Foto: Fabíola Ortiz/IPS
“Não nos fixamos na grandiosidade
desse território. Para se ter uma ideia, a Amazônia Azul se compara
ao tamanho da Índia”, afirmou ao Terramérica o diretor do
Instituto de Estudos Estratégicos da Universidade Federal
Fluminense, Eurico de Lima Figueiredo. Para este cientista político,
“não estamos preparados para cuidar dela, mesmo sendo considerada
uma prioridade política e econômica do país”.
Figueiredo, que presidiu a
Associação Brasileira de Estudos de Defesa entre 2008 e 2010,
assegurou que a Amazônia Azul é uma expressão que busca denominar
territórios vinculados aos novos tratados do direito marítimo
internacional. O Brasil está entre os dez países do mundo com maior
plataforma continental, em um oceano como o Atlântico, que mantém
oculta uma incalculável riqueza marinha, com grandes potencialidades
econômicas, científicas e tecnológicas.
Segundo a Convenção das Nações
Unidas sobre o Direito do Mar, a Zona Econômica Exclusiva (ZEE) de
cada país inclui seu mar territorial, de 12 milhas náuticas desde a
linha de base, a zona contígua, que chega até as 24 milhas, e o mar
patrimonial, que alcança até 200 milhas náuticas (370 quilômetros
lineares). No caso do Brasil, a ZEE originalmente superava os 3,5
milhões de quilômetros quadrados.
A esse território o país solicitou
o acréscimo de outros 963 mil quilômetros quadrados, que diferentes
instituições nacionais, incluídas as científicas, reivindicam,
argumentando que representam o seguimento natural do talude de sua
plataforma continental. A Comissão de Limites da Plataforma
Continental da Convenção, formada por 148 países, até agora deu
razão ao Brasil na incorporação à sua ZEE de 771 mil quilômetros
quadrados, enquanto permanece pendente a decisão sobre o restante.
A reivindicação brasileira, ao
menos na expansão da plataforma concedida até agora, atende os
requisitos da Convenção da Organização das Nações Unidas (ONU)

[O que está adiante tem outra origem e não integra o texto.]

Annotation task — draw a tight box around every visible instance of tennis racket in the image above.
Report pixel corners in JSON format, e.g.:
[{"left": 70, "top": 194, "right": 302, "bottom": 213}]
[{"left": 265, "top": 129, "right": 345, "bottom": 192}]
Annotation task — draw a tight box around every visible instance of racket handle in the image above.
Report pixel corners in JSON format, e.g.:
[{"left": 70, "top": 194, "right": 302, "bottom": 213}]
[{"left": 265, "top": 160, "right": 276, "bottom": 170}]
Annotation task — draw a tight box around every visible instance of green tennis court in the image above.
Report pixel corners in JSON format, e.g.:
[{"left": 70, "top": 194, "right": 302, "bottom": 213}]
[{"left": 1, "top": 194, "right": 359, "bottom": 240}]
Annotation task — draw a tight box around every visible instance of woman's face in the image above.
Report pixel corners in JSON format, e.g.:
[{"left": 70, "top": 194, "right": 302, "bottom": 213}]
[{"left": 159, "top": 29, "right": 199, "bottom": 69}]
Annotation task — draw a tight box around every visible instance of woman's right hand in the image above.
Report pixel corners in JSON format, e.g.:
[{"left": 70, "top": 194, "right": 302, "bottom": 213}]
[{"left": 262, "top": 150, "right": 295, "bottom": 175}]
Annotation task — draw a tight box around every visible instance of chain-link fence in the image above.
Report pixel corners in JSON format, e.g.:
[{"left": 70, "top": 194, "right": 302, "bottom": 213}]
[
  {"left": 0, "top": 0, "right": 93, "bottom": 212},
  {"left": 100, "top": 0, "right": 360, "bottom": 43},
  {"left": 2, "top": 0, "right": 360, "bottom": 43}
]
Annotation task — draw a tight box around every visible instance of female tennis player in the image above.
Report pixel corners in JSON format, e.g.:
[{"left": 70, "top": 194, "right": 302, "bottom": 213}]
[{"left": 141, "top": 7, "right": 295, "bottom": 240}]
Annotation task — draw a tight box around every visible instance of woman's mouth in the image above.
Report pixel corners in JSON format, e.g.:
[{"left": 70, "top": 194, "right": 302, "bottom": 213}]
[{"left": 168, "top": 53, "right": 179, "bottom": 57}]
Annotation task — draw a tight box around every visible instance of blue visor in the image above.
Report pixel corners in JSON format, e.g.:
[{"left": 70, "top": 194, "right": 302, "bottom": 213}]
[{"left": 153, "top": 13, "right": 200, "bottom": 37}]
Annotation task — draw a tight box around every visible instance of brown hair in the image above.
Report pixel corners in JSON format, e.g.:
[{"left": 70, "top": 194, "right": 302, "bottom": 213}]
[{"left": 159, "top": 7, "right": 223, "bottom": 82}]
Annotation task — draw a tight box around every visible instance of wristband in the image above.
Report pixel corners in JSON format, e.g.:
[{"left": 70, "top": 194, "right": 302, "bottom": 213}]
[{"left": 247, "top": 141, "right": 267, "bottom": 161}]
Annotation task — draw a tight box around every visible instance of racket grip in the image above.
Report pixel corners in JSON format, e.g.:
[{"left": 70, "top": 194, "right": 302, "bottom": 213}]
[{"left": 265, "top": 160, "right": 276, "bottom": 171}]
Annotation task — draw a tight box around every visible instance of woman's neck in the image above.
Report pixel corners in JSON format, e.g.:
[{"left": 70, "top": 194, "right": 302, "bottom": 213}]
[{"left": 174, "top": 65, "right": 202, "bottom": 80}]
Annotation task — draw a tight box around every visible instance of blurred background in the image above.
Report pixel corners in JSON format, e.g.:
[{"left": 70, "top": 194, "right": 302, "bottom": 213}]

e dá ao país beneficiado poder para explorar os recursos existentes
na área ampliada e o obriga a manter responsabilidades em seu
manejo.
O reconhecimento a favor do Brasil,
ainda que não seja total, não deixa de levantar desconfiança entre
alguns vizinhos, pelos imensos interesses econômicos na plataforma
continental adicional concedida.
Figueiredo explicou que agora o
grande desafio é monitorar e proteger sua plataforma marítima. “Não
temos plena soberania em relação aos territórios marítimos. A
sociedade brasileira não sabe da necessidade e importância de se
proteger a Amazônia Azul. Há uma grande carência em relação às
nossas necessidades”, ressaltou.
Em 2005 foi aprovado um plano de
modernização da Marinha com investimento estimado em US$ 30 bilhões
até 2025. A defesa de um país é complexa, segundo Figueiredo, pois
reúne dimensões como a militar, a econômica ou a técnica e a
científica.
Atualmente, a velocidade com que são
explorados os recursos marinhos – como os hidrocarbonos situados
sob uma camada de sal de mais de dois mil metros, a 250 quilômetros
da costa e a sete mil metros de profundidade – é muito mais rápida
do que o ritmo das pesquisas científicas. Os depósitos de pré-sal,
descobertos há uma década, colocariam o Brasil entre os dez países
com maiores reservas de hidrocarbonos do mundo, enquanto já fornecem
27% dos mais de três milhões de barris equivalentes de petróleo e
gás que o país produz por dia.
“Essa região pertence ao Brasil.
O país assumiu compromissos junto à ONU para monitorar e estudar os
recursos vivos e não vivos, como petróleo, gás e minérios. Se não
a preservarmos, vamos perder essa grande riqueza”, pontuou ao
Terramérica o oceanógrafo David Zee, da Universidade Estadual do
Rio de Janeiro. Em sua opinião, o Brasil está longe de cumprir os
compromissos assumidos junto à comunidade internacional.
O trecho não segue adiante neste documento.